Nine Lives (Lily Dale Mystery #1)(82)
“Neither. She isn’t heavyset—but I wouldn’t say athletic, either.”
Eyeing his muscular body, she considers his perspective. A man as fit as he is might not describe very many people as athletic—not even a fifty-something woman who jogs most mornings.
With a stab of sorrow, she says, “I think I know who it is.”
Eleanor.
He writes down the woman’s name.
“When was the last time you saw her?”
She thinks back. “Last night, around dinner time, when she and her husband left for the message service.”
“So she’s here with her husband? What’s his name?”
He writes it down and then asks Bella when she last saw Steve.
“This morning.” She hesitates, not sure whether to mention what had happened to him while he was out running.
Before she can decide, the officer asks again about Eleanor—about where she might have been this morning and whether Steve had mentioned her.
“He said she was still sleeping.”
But Eleanor, too, runs in the mornings. What if she wasn’t there when Steve went upstairs after Luther left?
If she were missing, though, wouldn’t Steve have come looking for her?
He would . . . unless he hadn’t told the truth about having left her in bed this morning.
He hadn’t wanted to call the police.
Bella presses a hand to her forehead, wishing it could steady her whirling thoughts.
“Where is Mr. Pierson right now?” Lieutenant Grange asks.
“Last I knew, he was upstairs in his room, but I haven’t seen him in a few hours.”
“Mind if we go take a look?”
She shakes her head and forces herself to her feet. Max and Jiffy are so absorbed in their program again that they don’t even look up as Bella and Lieutenant Grange pass by on the way upstairs.
In her haste to answer the officer’s knock, Bella left the door to the Rose Room ajar. Beyond the threshold, she knows, Chance is tending to seven of her kittens, as the eighth goes hungry.
She’s counting on me.
Yes, just like Bella’s own mother had long ago asked Aunt Sophie to step in for her. It’s just what moms do—take care of other moms’ children when they can’t do it themselves.

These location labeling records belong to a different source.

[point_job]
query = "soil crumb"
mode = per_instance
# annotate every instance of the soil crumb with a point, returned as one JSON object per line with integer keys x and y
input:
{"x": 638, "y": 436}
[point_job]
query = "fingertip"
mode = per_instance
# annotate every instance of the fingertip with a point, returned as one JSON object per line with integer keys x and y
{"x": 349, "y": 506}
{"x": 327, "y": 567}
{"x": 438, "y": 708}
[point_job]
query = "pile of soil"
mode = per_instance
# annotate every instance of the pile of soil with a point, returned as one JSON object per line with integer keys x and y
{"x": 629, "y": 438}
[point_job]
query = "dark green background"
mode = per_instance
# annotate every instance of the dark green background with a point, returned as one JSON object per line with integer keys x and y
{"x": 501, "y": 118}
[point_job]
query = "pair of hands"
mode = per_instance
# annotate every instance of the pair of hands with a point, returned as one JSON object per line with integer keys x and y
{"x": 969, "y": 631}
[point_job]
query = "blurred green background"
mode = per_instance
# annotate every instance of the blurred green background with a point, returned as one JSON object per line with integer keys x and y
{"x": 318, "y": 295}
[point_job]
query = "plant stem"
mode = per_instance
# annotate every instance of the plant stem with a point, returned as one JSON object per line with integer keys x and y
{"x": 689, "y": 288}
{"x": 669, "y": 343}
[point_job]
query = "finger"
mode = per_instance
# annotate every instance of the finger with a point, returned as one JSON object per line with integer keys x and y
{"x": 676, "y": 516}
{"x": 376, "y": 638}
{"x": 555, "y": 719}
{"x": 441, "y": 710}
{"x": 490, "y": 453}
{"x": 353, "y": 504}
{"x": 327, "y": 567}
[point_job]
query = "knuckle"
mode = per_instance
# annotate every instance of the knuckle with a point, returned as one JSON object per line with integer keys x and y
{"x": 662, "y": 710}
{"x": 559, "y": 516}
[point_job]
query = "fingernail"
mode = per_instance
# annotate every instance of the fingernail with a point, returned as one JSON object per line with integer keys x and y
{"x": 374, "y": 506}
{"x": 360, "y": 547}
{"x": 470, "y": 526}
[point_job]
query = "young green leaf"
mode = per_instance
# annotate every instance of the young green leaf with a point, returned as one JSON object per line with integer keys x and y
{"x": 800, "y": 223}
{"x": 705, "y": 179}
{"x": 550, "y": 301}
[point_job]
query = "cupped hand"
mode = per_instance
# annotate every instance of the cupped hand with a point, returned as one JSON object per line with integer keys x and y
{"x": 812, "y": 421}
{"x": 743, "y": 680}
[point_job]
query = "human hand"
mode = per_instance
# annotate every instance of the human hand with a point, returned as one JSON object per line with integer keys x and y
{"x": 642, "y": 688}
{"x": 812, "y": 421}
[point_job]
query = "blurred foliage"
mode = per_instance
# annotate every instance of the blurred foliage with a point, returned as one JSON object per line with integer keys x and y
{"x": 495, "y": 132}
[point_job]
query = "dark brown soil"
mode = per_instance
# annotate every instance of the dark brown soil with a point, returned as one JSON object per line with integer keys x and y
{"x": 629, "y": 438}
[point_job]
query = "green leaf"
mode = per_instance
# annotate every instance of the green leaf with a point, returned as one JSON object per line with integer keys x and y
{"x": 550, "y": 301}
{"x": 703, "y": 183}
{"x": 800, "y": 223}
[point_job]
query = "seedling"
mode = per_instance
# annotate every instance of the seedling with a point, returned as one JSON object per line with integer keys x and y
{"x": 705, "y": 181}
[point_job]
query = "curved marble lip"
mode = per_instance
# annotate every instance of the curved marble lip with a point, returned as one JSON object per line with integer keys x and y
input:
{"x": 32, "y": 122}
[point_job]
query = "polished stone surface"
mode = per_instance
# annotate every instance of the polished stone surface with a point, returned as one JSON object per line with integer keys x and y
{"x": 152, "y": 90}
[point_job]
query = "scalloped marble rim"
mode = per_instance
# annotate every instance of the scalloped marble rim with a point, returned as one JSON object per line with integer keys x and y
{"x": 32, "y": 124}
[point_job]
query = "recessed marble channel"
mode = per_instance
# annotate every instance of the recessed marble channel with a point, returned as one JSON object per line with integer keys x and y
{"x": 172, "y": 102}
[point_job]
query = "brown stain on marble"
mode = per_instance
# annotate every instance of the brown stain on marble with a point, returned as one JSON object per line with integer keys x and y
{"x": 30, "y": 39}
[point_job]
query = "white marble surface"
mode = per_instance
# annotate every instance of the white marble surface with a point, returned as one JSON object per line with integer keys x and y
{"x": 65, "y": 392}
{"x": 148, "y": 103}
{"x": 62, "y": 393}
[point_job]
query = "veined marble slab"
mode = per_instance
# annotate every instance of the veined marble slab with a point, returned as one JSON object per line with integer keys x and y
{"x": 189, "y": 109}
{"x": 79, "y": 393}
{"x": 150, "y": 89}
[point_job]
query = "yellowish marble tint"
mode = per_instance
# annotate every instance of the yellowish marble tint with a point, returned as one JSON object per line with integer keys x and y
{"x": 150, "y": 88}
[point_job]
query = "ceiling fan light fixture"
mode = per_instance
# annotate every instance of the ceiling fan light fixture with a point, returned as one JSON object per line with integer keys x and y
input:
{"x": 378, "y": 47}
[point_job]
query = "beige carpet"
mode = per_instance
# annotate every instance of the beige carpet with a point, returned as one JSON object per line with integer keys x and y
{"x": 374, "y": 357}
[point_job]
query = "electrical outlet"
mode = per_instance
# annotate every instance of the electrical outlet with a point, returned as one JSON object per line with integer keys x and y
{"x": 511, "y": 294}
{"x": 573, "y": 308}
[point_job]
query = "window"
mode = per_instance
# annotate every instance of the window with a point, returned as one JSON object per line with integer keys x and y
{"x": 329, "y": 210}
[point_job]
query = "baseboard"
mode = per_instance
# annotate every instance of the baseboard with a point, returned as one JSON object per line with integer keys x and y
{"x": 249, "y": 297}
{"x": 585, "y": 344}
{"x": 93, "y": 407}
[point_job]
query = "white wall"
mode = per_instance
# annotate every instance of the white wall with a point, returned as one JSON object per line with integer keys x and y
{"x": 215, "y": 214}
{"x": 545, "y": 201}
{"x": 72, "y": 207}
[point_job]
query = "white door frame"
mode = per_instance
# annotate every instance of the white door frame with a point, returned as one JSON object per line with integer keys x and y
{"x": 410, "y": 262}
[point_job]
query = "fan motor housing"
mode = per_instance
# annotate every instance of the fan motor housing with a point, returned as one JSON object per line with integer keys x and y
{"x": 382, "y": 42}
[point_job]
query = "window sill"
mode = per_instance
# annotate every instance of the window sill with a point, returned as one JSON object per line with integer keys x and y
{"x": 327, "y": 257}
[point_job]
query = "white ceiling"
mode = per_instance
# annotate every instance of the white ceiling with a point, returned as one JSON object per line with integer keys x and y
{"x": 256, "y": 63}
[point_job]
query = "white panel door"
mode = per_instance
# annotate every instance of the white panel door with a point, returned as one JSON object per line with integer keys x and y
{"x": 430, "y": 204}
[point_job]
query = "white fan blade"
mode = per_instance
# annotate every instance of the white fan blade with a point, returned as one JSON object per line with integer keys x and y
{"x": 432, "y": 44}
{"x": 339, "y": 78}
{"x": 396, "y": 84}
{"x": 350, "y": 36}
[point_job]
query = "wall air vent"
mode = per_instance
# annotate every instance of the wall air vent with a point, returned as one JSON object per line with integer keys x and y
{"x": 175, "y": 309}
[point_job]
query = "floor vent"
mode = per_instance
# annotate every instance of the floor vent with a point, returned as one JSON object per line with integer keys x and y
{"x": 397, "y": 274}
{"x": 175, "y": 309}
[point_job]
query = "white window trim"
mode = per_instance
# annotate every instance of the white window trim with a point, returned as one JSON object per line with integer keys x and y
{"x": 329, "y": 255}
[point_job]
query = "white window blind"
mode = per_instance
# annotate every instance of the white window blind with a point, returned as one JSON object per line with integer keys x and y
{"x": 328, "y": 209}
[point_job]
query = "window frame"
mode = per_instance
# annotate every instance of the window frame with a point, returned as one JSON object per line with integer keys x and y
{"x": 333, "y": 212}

Can’t—or just don’t, she thinks as she passes Grant’s closed door, thinking of him—and of Jiffy, too. And of Leona and Odelia and Odelia’s medium friend Ramona, all of whom have tended to the orphaned, abandoned, or wayward offspring of other women.
I guess it really does take a village.
Even Lily Dale, which is perhaps the oddest village in the world, is just like any other caring community when you look beyond its mystical fa?ade.
Bella leads the police officer down the hall to the Apple Room and steels herself as she knocks on the door. Hearing no movement on the other side, she turns to the officer. He holds up the key ring with a questioning look, and she nods.
Just as he’s about to insert it into the lock, the door opens.
Eleanor Pierson looks back at them with red-rimmed eyes that widen when she sees the police officer.
Hearing a gasp, Bella is uncertain whether it came from Eleanor or herself. Perhaps both.
She’s startled—albeit relieved—to see Eleanor.
Eleanor appears equally startled—and anything but relieved—to see a uniformed officer. She braces herself against the doorframe. “Did something happen to Steve?”
“No,” Bella says, laying a hand on the woman’s arm to steady her.
Nothing happened to Eleanor, either. So who is the woman barely clinging to life down by the lake?
“Are you Eleanor Pierson?” Lieutenant Grange asks.
“Yes. Is it Steve?” Did something happen to him?”
The police officer assures her that’s not why he’s here and asks where her husband is.
“He went to fill up the car with gas and get a few things from the store.”
Bella notices an open suitcase and a pile of clothing behind her on the bed. “Are you leaving?”
Eleanor’s gaze flicks to the police officer and then back to Bella.
She nods. “Our daughter called. She’s in labor. We have to get back to Boston.”
Bella would be certain she’s lying if she didn’t sound so earnest—and if she hadn’t mentioned just yesterday that their daughter is expecting their first grandchild. Besides, how could a fine, upstanding woman like Eleanor Pierson lie to a police officer?
But she does look upset, Bella realizes, as if she’s been crying.
Is it just because Steve told her what happened to him this morning, or has there since been another threat?
Should Bella bring up any of that here and now, in front of a police officer trying to identify a nearly drowned woman?
Can the victim be Helen Adabner after all? She, too, has short, dark hair. Maybe Lieutenant Grange interpreted heavyset to mean something more drastic. Helen Adabner isn’t morbidly obese; she’s just . . . pleasingly plump.
Or maybe the woman at the lake isn’t someone who’s even currently staying here.
“We’ll leave you to your packing, ma’am,” Lieutenant Grange tells Eleanor Pierson. “Have a safe trip.”
“Thank you.” She closes the door.
As Bella and the police officer step away, she hears, after a moment, the distinct click of the lock being turned.